Le Gabon traverse une refonte politique et économique depuis le coup d’État d’Oligui Nguema, confronté à des enjeux cruciaux : héritage Bongo, tensions régionales et réformes internes complexes. Le 29 novembre 2024, Africa Intelligence dévoilait les coulisses d’un affrontement stratégique entre le président de la transition gabonaise, le général Brice Clotaire Oligui Nguema, et les « Bongo » pour le contrôle de la BGFIBank. « Qui tient la bourse tient le pouvoir » — Adage politique séculaire qui résonne particulièrement dans les couloirs feutrés au Gabon.

Par AM DWORACZEK-BENDOME | 05 décembre 2024

Le bras de fer entre Oligui Nguema et l'empire Bongo-Oyima.
Le bras de fer entre Oligui Nguema et l’empire Bongo-Oyima

Une lutte pour le contrôle de LA BGFI BANK 

Dans les arcanes du pouvoir gabonais, une bataille titanesque se joue entre le général Brice Clotaire Oligui Nguema, président de la transition et les vestiges de l’empire Bongo. Au cœur de cet affrontement tellurique : la BGFIBank, véritable léviathan financier d’Afrique centrale, dont le sort cristallise les antagonismes entre l’ancien régime et les nouvelles autorités. Cette lutte intestine, qui secoue les fondements mêmes de l’économie gabonaise, illustre la complexité des relations entre pouvoir politique et puissance financière dans un pays en pleine mutation.

L’empire Bongo 

 

L’empire Bongo, tel un colosse aux pieds d’argile, voit son hégémonie économique vaciller.
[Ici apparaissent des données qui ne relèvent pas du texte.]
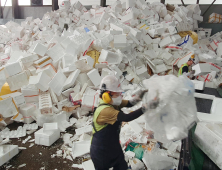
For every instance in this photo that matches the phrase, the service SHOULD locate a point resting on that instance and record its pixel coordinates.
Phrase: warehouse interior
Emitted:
(55, 56)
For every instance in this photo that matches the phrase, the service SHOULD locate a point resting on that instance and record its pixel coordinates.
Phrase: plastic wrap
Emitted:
(176, 111)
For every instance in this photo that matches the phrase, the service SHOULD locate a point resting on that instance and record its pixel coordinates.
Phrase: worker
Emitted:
(106, 151)
(184, 69)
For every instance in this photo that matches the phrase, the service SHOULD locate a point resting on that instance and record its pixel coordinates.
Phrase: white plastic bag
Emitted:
(176, 111)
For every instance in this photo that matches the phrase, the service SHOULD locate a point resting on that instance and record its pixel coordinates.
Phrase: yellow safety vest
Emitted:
(181, 69)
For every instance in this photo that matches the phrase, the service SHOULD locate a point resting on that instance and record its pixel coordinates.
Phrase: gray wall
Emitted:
(7, 13)
(35, 12)
(38, 12)
(213, 9)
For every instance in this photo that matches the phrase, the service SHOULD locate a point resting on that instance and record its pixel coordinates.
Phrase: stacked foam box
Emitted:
(131, 40)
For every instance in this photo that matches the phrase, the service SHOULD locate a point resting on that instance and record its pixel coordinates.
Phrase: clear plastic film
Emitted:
(175, 112)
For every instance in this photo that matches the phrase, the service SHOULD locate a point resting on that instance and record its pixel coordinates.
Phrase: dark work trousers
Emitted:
(106, 151)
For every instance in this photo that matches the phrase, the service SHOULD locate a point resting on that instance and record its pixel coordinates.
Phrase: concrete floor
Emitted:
(39, 156)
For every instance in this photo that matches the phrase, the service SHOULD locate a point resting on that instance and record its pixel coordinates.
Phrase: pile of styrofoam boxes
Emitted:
(51, 67)
(207, 137)
(48, 134)
(7, 152)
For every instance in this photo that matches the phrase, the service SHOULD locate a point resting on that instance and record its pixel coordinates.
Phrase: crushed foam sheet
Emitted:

Delta Synergie, holding familiale tentaculaire pilotée par Pascaline Bongo, fille ainée du défunt président Omar Bongo, se retrouve acculée face à un ultimatum présidentiel sans précédent : céder ses 9,91 % du capital de la BGFIBank avant le 6 décembre, sous peine d’une débâcle financière. Cette mise en demeure présidentielle augure d’une reconfiguration radicale du paysage économique gabonais, bouleversant des décennies d’arrangements tacites et de privilèges acquis. La résistance de Pascaline Bongo, héritière d’une dynastie qui a régné sans partage pendant plus d’un demi-siècle, symbolise le crépuscule d’une ère marquée par l’omnipotence d’une famille sur les ressources nationales.

La BGFIBank 

Depuis sa métamorphose de simple filiale de Paribas en mastodonte bancaire régional, la BGFIBank incarne la quintessence du capitalisme d’État gabonais. Créée en 1971 sous le nom de Banque de Paris et des Pays-Bas (Paribas), l’institution a connu une mutation  et changé de nom en devenant la Banque Gabonaise et Française Internationale (BGFI). Cette transformation, loin d’être anodine, reflète l’évolution des relations franco-gabonaises et l’émergence d’une élite financière locale sous la domination de la famille « Bongo ».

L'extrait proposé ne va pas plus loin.